Dr. Johannes Wimmer ist in diesen Tagen ein gefragter Mann. Der Arzt gehört zu den gern gesehenen Gästen in Fernseh- und Radiosendungen, weil er in verständlicher Weise erklärt, was die Ausbreitung des Coronavirus für uns alle bedeutet. Entsprechend glücklich kann man sich in Sat.1 schätzen, den telegenen Mediziner für eine eigene Sendung gewonnen zu haben, die seit dieser Woche täglich nach dem "Frühstücksfernsehen" läuft. 

Es gibt nur einen Haken: Aufgezeichnet wurde "Die Dr. Wimmer Show" lange bevor das Coronavirus das Land in einen Ausnahmezustand versetzte. Das ist schade, weil das Format bestens dazu geeignet wäre, die Fragen der Zuschauer verständlich zu beantworten, steht doch der Servicecharakter erkennbar im Vordergrund.


"Hier gibt es nur eine Diagnose und die heißt: Klartext", tönt der Off-Sprecher zu Beginn und Wimmer selbst verspricht, dass hier keiner raus geht, "ohne dass er verstanden hat, worum es eigentlich geht in der Medizin". Blöd nur, dass es in der Premieren-Ausgabe eben nicht um Corona geht, sondern um den weiblichen Orgasmus. Dem zumindest nähern sich Wimmer und sein Gast, eine "Top-Gynäkologin", wie er sagt, sehr anschaulich. 

Auch diesmal meldet sich der Sprecher wieder zu Wort. "Holen Sie sich Ihren Orgasmus zurück", kündigt dieser an, ehe es im Studio um die vier Orgasmus-Phasen geht.

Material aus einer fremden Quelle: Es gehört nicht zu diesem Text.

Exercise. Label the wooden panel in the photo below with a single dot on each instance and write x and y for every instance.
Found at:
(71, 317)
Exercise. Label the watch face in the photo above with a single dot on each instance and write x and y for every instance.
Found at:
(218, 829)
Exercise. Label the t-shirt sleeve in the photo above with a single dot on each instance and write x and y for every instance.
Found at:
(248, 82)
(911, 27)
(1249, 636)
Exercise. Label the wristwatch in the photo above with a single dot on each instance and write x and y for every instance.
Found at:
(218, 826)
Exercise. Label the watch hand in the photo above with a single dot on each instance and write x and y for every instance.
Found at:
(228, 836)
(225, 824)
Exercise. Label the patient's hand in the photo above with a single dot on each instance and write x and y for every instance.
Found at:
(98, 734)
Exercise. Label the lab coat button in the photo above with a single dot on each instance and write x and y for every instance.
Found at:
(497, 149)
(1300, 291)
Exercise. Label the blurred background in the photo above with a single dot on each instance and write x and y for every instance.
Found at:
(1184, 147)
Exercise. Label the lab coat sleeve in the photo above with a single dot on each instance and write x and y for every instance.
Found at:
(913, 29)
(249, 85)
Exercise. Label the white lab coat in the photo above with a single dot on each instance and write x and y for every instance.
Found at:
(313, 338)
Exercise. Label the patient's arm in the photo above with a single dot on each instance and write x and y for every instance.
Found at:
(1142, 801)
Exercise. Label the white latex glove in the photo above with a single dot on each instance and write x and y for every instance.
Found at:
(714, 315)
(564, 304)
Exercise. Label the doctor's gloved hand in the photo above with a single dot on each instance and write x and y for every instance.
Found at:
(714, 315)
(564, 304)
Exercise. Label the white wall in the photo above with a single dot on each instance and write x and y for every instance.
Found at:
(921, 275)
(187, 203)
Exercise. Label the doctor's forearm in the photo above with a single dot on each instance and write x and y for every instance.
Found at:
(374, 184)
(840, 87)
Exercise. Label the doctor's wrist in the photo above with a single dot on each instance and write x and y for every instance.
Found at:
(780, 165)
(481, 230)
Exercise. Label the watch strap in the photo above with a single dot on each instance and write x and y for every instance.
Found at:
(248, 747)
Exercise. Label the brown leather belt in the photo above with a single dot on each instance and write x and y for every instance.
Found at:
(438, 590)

Dabei kommt es auch zum amüsantesten Dialog der Sendung: "Kann ich das sehen?", will der Doktor von der Frauenärztin hinsichtlich des Orgasmus wissen, worauf hin diese mit einem prägnanten "Nein" antwortet. Wimmers etwas doppeldeutige Reaktion: "Das ist hart."

Später lernen die Zuschauer, dass sich Vagina ebenso zusammenzieht wie der Enddarm und dass es auf den Tunnelblick ankommt. "Männer, nicht das, was ihr jetzt denkt", mahnt Dr. Wimmer schließlich. Und dann wird auch noch erklärt, dass die Klitoris mehr als 8.000 Nervenenden besitzt, während die Eichel des Penis gerade mal 400 besitzt. Ein Fakt, den die Gynäkologin regelrecht in Ekstase versetzt: "Ich finde, das braucht einen Applaus für die Klitoris", ruft sie freudig in Richtung des Publikums.

Doch das war noch nicht alles. Mehrere Schwämme sollen im weiteren Verlauf der "Dr. Wimmer Show" verdeutlichen, dass sich die Feuchtigkeit der Frau im Laufe des Jahres so sehr verändert, dass sich der Sex mitunter so anfühlt als befinde sich eine Socke über dem Penis. Von Happy Socks kann da wohl keine Rede sein. Mithilfe von Luftballons und einer Hängematte gibt’s später sogar noch Nachhilfe in Sachen Beckenboden – da ist doch für jeden was dabei.

Wem das zu viel "Untenrum"-Details waren, dem sei versichert, dass sich in der neuen Sat.1-Sendung auch Platz für andere Themen findet: Eine Frau erzählte sehr eindringlich, wie seit seit Jahrzehnten mit Migräne lebt. Kurz vor Schluss war noch kurz Platz für Tipps zur gesunden Ernährung. Man solle "dem Göttergatten mal eine gesunde Nuss unterjubeln", rät Dr. Wimmer den Zuschauerinnen seines Medizin-Talks, der durchaus das Potenzial besitzt, sich im Vormittagsprogramm zu etablieren.

Mit Johannes Wimmer hat Sat.1 jedenfalls einen Mann verpflichtet, der sich äußerst souverän vor der Kamera bewegt und den Spagat zwischen Oberlehrerhaftigkeit und ernsthaftem Interesse gut meistert. Nur über Corona muss der TV-Arzt vorerst wohl an anderer Stelle sprechen.